Cartas son cartas

Foto: El taller de Nelumbonita

Foto: El taller de Nelumbonita

Yo no recuerdo la última vez que recibí una carta. Una carta tradicional: papel escrito dentro de un sobre sellado y timbrado, con las direcciones fuera. Bueno, de cuando en cuando me llega alguna que otra a las redacciones de los medios de comunicación donde trabajo. Pero son cartas más bien impersonales y frías, lectores que sugieren tal cosa, se quejan de esta otra o te felicitan por una tercera. Cartas, lo que se dice cartas, escritas especialmente para mí por amigos, familiares y conocidos, hace mucho tiempo que no recibo. Todo llega por el correo electrónico, que es más rápido y más seguro.

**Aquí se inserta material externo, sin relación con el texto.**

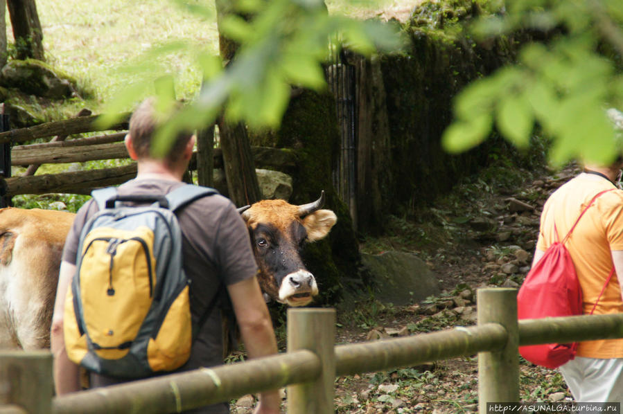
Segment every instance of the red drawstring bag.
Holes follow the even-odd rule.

Si hace siglos que no recibo una carta convencional, supondrán que hace mucho más que no recibo una carta de amor. Hace muchos años, cuando yo era estudiante de preuniversitario, tenía una enamorada que me escribía apasionadas misivas, que me llegaban a mi casa una semana sí y otra también. A veces llegaban hasta dos juntas. Yo, halagadísimo, quería responderlas, pero no sabía  a dónde, porque la muchacha nunca escribió su nombre ni su dirección. Siempre decía lo mismo: “si nuestro amor tiene sentido, sabrás quién soy sin necesidad de preguntar nada”. Obviamente, nuestro amor no tenía sentido, porque nunca me di cuenta de quién era.

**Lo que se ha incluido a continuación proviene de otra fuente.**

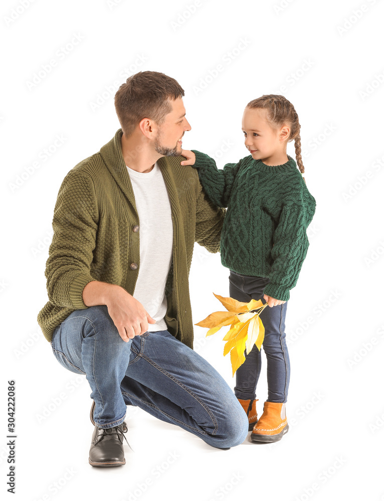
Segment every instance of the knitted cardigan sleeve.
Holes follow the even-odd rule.
[[[197,150],[191,150],[196,156],[194,167],[198,168],[199,178],[210,200],[218,207],[228,207],[234,180],[241,164],[227,163],[218,169],[213,158]]]
[[[316,201],[305,186],[301,195],[285,201],[273,236],[273,263],[264,294],[279,301],[289,299],[309,245],[306,229],[313,217]]]
[[[46,264],[47,290],[53,304],[76,310],[87,308],[83,301],[83,289],[95,280],[90,270],[98,220],[92,179],[70,171],[59,190]]]
[[[196,199],[196,225],[195,241],[209,252],[218,252],[220,248],[223,223],[226,209],[215,207],[198,180]]]

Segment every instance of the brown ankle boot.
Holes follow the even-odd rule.
[[[277,442],[288,430],[285,404],[265,402],[264,412],[255,425],[251,438],[255,442]]]
[[[253,429],[254,426],[257,422],[256,402],[257,402],[259,399],[255,398],[252,400],[250,399],[248,400],[243,400],[241,398],[238,398],[238,400],[241,404],[241,406],[244,409],[245,413],[248,416],[248,423],[249,423],[248,431],[251,431]]]

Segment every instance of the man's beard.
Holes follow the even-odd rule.
[[[164,156],[178,156],[181,154],[181,152],[178,150],[178,147],[175,146],[174,148],[167,148],[163,146],[160,142],[160,138],[161,134],[159,131],[157,137],[155,139],[154,147],[155,149],[158,153],[163,155]]]

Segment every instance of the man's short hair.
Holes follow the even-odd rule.
[[[140,71],[127,79],[115,95],[115,108],[126,137],[143,118],[157,125],[172,111],[170,100],[182,97],[184,90],[174,78],[157,71]]]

Yo también escribí durante algún tiempo muy sentidas cartas de amor. Se las escribí a Yisel, mi primera y única novia de adolescencia. Lo singular es que Yisel nunca leyó mis cartas, porque yo las escribía y casi de inmediato las rompía, presa del miedo al ridículo. Mis cartas estaban inspiradas en las que escribió en su momento el poeta Vladimir Maiakovski, publicadas en un libro de crónicas de viaje que yo leía y releía desde mi infancia. Como Maiakovski, en una ocasión me despedí muy enfáticamente: te beso, te beso, te beso, te beso, te beso, te beso, te beso, te beso, te beso, te beso, te beso, te beso, te beso, te beso, te beso, te beso, te beso, te beso, te beso, te beso y te vuelvo a besar…

Si me pongo a contar, besé más a Yisel en esa carta nunca enviada que en todas las veces que tuvimos cierta intimidad en nuestro fugaz romance. ¿Le hubiera gustado recibir aquellas carticas? Ya no lo sabré. Lamento mucho no haber guardado ni una sola, serían un testimonio inestimable del adolescente que fui.

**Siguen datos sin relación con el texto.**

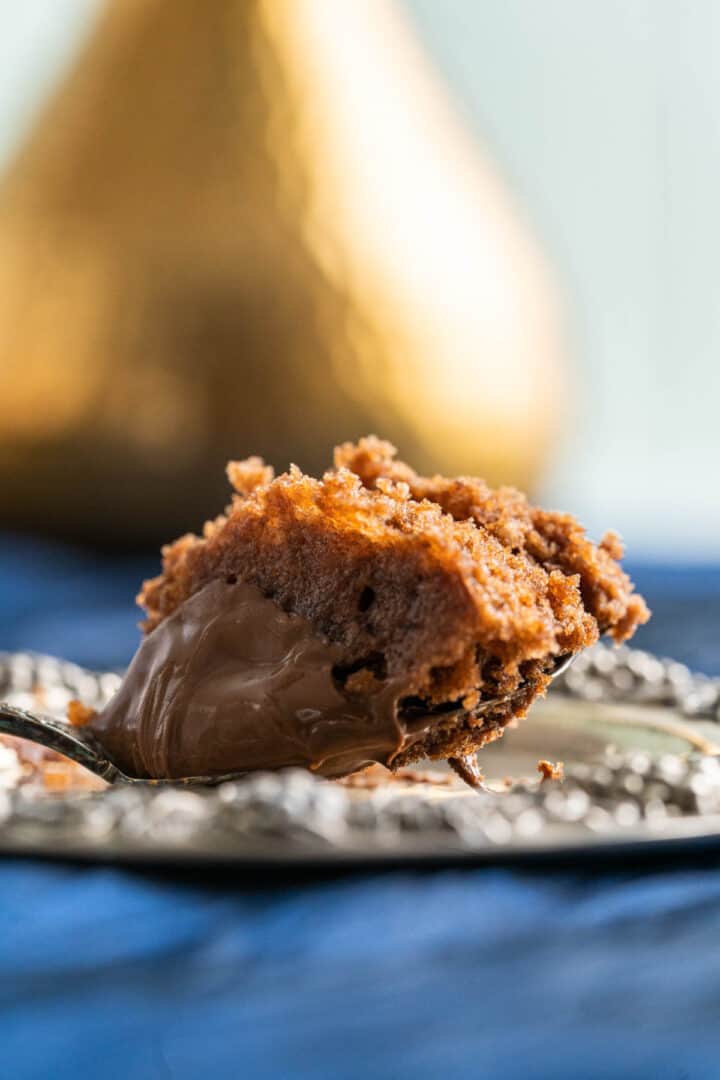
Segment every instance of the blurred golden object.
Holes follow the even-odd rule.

Yo no recuerdo la última vez que escribí una carta. Ni siquiera recuerdo a quién se la escribí. Ahora solo envío mensajes por email, ahora chateo o hablo por teléfono con los amigos que están lejos.

Fui al correo y le pregunté a una amiga mía que ahí trabaja si la gente manda y recibe muchas cartas. Mucho menos que antes —me contestó—; y sobre todo la gente mayor. Es una hermosa tradición que se está perdiendo. Somos testigos de un auténtico cambio de época. Cuando yo sea anciano podré contarle a mis nietos (si es que los tengo) que alguna vez, hace muchos años, yo recibía cartas de papel. Quizás los niños no entiendan nada. Ojalá que entiendan.